Позабыл теперь, в каком году это случилось, помню только, что в пятницу, в конце июня. День выдался такой невыносимо знойный, какие бывают редкими даже у нас в Заволжье; только к позднему вечеру стало возможным вздохнуть полной грудью. Я выкупался, поужинал и пошел в наш запущенный сыроватый сад и сел на скамейку, расстегнув догола ворот рабочей рубахи. Ох, какое наслаждение после дневного истомного пекла вдыхать свежий, душистый, прохладный воздух! Стало темнеть, выкатился огромный, без единой ущербинки, круглый, серебряный, бледный месяц. Где-то засветились и задрожали крошечные светлячки. Сад стал бледно-волшебным. Я услышал чьи-то легкие шаги. Это шла Агата, вся облитая бледно-зеленым светом.
– Позвольте мне присесть около вас, Максим Ильич, – сказала она дрожащим голосом.
Я посторонился.
– Пожалуйста, прошу вас. Посмотрите, какая прекрасная ночь.
– Да, прекрасная, – отозвалась она. – Прелестная. Возьмите, вот я вам букетик цветов принесла, чудно пахнут как.

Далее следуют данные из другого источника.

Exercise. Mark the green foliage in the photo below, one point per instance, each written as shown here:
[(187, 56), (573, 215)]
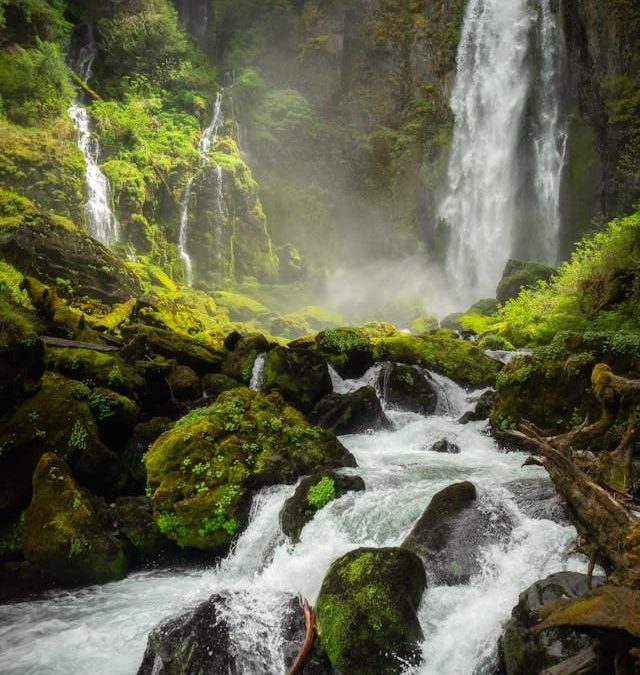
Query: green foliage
[(34, 83)]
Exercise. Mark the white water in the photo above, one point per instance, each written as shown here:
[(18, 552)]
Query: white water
[(100, 220), (205, 145), (485, 198), (103, 630)]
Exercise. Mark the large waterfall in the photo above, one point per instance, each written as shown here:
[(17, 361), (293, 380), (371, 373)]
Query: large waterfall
[(509, 143), (100, 219), (205, 145)]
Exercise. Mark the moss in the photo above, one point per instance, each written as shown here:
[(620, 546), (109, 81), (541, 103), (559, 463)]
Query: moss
[(201, 473), (458, 359), (62, 533)]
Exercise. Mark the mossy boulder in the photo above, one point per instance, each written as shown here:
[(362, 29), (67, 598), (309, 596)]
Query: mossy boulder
[(312, 494), (62, 533), (458, 359), (201, 474), (300, 375), (242, 354), (352, 413), (348, 350), (405, 388), (56, 419), (366, 611), (449, 534), (519, 274)]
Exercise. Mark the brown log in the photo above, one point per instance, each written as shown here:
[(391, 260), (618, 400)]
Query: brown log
[(310, 622)]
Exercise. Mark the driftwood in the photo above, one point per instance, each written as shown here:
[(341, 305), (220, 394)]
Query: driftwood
[(94, 346), (308, 640)]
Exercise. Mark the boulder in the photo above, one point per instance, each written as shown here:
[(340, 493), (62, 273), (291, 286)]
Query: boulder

Одновременно я почуял упоительный, зовущий, возбуждающий аромат и почувствовал ее горячую руку на моей ноге. Пылкое, никогда не испытанное мною желание пробежало по всему моему телу, от ног до волос на голове. Я чувствовал, что весь дрожу, а она тихо говорила, обдавая мое лицо своим дыханием:
– Если бы вы, Максим Ильич, знали, как я привязана ко всему вашему дому! Как я люблю вас всех! И папу вашего, и мамочку, и вас люблю. Люблю, люблю, люблю! О Максим Ильич, я хотела бы быть всю жизнь рабою вашей, собакой вашей, ковром вашим, подстилкой для ног ваших! О, как страшно я люблю вас! Если бы нужно было для вашего здоровья или для вашего удовольствия отдать всю кровь мою и все тело мое и даже загубить навек бессмертную душу мою, я с радостью отдала бы все!

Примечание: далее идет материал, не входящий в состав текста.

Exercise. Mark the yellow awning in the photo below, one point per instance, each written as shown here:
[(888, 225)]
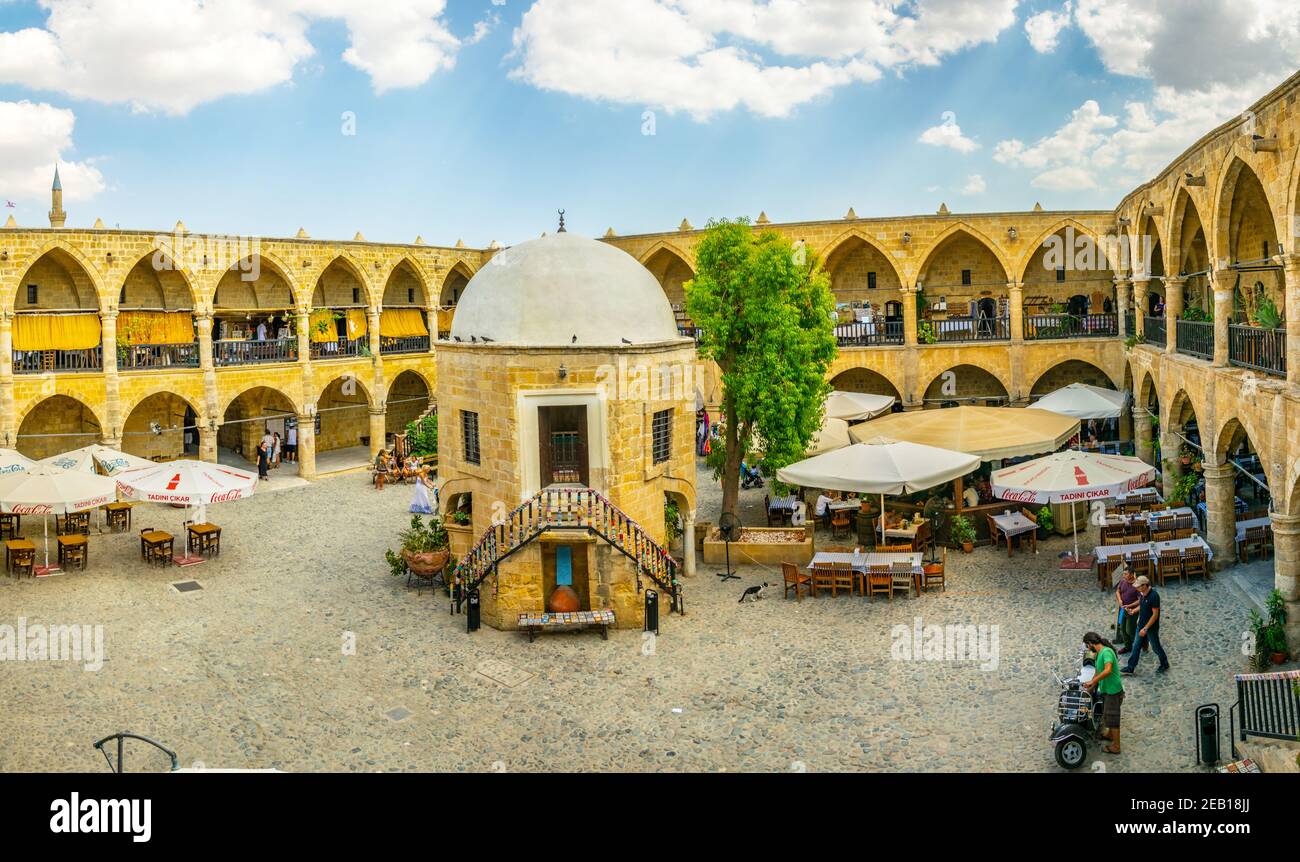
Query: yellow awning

Нет! Об этой ночи словами не расскажешь! Наглый, колдовской месяц, сводник влюбленных, друг мертвецов, покровитель лунатиков, одуряющие запахи ночной фиалки и ее безумно жаждущего тела, зеленые и красные огни в ее зрачках... Она говорила, лежа, содрогающаяся, на моей обнаженной груди:
– Одна мечта моя за много лет была – поцеловать тебя в губы, в губы и умереть тут же на месте.
И мы поцеловались. Силы небесные, что это был за поцелуй. Мне казалось, что земля кружится подо мною и что я схожу с ума. А она шептала восторженно:
– Еще, еще, еще...
Я пришел в свою комнату на рассвете. Ноги мои подгибались, в голове гудел шум, все мускулы ныли, руки тряслись, лицо горело.